One of the goals of the ResilientAfrica Network (RAN) is to support the student innovation ecosystem through identifying students with promising ideas towards addressing resilience gaps in African communities. To that end, the Southern Africa Resilience Innovation Lab (SA RILab) in collaboration with University of Pretoria MakerSpace launched a student innovation essay contest on 21 August 2015. The contest was focused on identifying innovations that are currently being implemented by communities in Southern Africa or new ideas that can be implemented to address challenges encountered by Southern African communities in the context of HIV/AIDS. About seventeen applications were received from three universities (University of Pretoria and University of Limpopo) in two countries (Malawi and South Africa). The contest was targeted at making a financial award to 3 top essays.
Among those selected for award, the first was a project focused on the establishment of a mobile education information facility that bridges the information gap between basic education and higher education in rural communities. The second placed application seeks to build, install and operate capillary solar still for clean drinking water in informal settlements. The solar stills can be manufactured using locally supplied, easily obtainable, relatively inexpensive materials thereby ensuring cost-effectiveness through low resolution prototypes. The third placed application seeks to ameliorate the nutritional problems of livestock and increase the resilience of communities through the use of alternate feedstuffs during the period of droughts. An indigenous legume tree called Acacia karroo or sweet thorn, widely distributed and abundant in this region is proposed as the source of leaves that can be harvested for feedstock production. The tree possesses attributes such as high growth rates, drought tolerance, and adaptation to acidic infertile soils and resistance to large temperature variations.
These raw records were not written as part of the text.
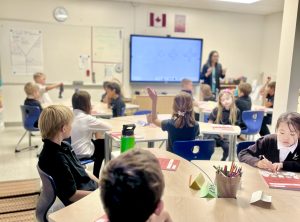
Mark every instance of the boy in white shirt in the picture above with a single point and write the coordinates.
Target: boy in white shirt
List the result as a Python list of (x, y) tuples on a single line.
[(86, 127), (40, 80)]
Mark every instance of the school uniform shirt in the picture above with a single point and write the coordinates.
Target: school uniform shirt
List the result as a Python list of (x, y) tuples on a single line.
[(83, 128), (117, 106), (178, 134), (32, 102), (214, 78), (62, 165), (268, 147), (45, 98), (225, 117)]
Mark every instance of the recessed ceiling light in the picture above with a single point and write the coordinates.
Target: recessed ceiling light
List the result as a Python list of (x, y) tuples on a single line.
[(240, 1)]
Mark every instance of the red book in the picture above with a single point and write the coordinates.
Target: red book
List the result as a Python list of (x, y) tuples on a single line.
[(104, 218), (168, 164), (282, 180)]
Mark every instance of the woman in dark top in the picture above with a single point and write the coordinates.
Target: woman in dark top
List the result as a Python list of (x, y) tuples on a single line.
[(212, 71)]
In addition to the price money awarded to the three top innovations, four additional student contestants were taken to the Global Entrepreneurship Week (GEW) celebrations co-hosted by the Limpopo Polokwane Municipality and Limpopo Fablab where they made presentations of their ideas. Such an opportunity is one of the efforts the SA RILab is making to ensure the visibility of student innovations and taking them out of university environments to the communities where they can be questioned to better improve their prototypes.